Gov. Rick Scott, Attorney General Pam Bondi and Agriculture Commissioner Adam Putnam certified Florida's official primary results Thursday, following manual recounts in three close races. The action took place in a brief phone call chaired by Secretary of State Ken Detzner, the state's chief elections official. While waiting for Bondi to join the call, Scott, on the phone from Tallahassee, and Putnam, from Miami, chatted about aerial spraying to combat the spread of Zika in Miami Beach.
The statewide primary turnout was just short of 24 percent, higher than usual but predictably low for a Florida primary. Detzner told reporters he's predicting a turnout of 80 percent or greater for the Nov. 8 general election.
"We could expect as much as an 80 percent turnout and set a record," Detzner said. "I think the highest number in the state of Florida was in 1992 when it was 82 percent. I'm looking for a very large turnout, and it's fortunate in Florida that we have many options for voters." (The state elections website says the turnout in 1992 was a record 83 percent).
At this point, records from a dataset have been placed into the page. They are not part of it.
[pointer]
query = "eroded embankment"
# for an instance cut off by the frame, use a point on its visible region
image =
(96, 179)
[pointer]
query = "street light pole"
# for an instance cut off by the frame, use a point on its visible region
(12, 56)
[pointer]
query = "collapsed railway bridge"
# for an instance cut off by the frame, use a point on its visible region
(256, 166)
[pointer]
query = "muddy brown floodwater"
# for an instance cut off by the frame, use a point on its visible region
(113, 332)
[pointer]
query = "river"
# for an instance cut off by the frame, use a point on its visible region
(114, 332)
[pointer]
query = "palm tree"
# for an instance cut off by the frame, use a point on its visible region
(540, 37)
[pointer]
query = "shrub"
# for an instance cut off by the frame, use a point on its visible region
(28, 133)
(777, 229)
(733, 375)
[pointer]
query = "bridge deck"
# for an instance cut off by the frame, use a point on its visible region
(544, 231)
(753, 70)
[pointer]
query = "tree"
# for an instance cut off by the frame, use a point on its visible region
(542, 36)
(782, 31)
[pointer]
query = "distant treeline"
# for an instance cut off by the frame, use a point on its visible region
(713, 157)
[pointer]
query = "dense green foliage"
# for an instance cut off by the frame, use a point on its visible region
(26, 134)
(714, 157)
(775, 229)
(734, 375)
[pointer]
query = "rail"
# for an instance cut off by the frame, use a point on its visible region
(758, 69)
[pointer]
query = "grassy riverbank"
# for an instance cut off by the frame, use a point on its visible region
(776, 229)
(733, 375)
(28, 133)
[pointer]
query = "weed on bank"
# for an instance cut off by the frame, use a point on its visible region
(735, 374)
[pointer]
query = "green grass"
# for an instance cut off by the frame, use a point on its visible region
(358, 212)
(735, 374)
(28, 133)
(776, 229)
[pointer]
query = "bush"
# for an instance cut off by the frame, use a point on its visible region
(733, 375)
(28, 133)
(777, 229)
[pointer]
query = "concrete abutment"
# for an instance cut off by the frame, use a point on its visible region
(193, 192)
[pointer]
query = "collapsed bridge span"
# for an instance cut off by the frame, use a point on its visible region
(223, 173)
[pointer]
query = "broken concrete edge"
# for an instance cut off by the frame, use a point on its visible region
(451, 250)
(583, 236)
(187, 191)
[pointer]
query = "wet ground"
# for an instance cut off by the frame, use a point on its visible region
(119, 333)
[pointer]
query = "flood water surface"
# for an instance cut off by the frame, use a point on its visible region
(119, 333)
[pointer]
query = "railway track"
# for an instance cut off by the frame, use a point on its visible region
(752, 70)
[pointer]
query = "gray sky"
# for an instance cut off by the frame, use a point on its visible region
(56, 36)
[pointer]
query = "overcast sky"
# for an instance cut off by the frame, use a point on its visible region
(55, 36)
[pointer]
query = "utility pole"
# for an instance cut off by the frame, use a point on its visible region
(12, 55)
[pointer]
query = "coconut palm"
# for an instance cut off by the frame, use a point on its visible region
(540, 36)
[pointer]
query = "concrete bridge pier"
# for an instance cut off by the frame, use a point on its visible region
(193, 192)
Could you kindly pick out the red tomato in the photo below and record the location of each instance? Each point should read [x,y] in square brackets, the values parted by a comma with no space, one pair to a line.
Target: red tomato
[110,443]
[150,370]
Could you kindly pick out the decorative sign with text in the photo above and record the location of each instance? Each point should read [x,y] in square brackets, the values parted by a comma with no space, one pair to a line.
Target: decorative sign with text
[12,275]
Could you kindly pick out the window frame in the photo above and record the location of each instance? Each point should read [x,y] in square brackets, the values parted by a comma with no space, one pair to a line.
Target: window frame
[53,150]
Now, a couple of loose ends from the election results.
Amendment 4, with a property tax break for businesses that install solar devices, passed in every county except one, Desoto, where it lost by a few hundred votes.
Which state legislative candidates won with the fewest votes? Both were in Miami-Dade in crowded races in a county with low turnouts.
Former U.S. Rep. David Rivera won a five-way Republican primary for a state House seat with 3,198 votes and faces Democrat Robert Ascencio in November. Rivera's friend, Democratic Rep. Daphne Campbell, clinched a Miami-Dade state Senate seat with a paltry 9,017 votes, defeating five Democratic opponents. To put that number in perspective, Rep. Charlie Stone, R-Ocala, running in a district one-third the size of Campbell's Senate district, received more than 20,000 votes against a weak challenger.
Here's a rarity. Who lost twice on the same ballot? That would be Rep. Janet Adkins, R-Fernandina Beach, who failed in her bids for Nassau County school superintendent and in her countywide race for Republican state committeewoman.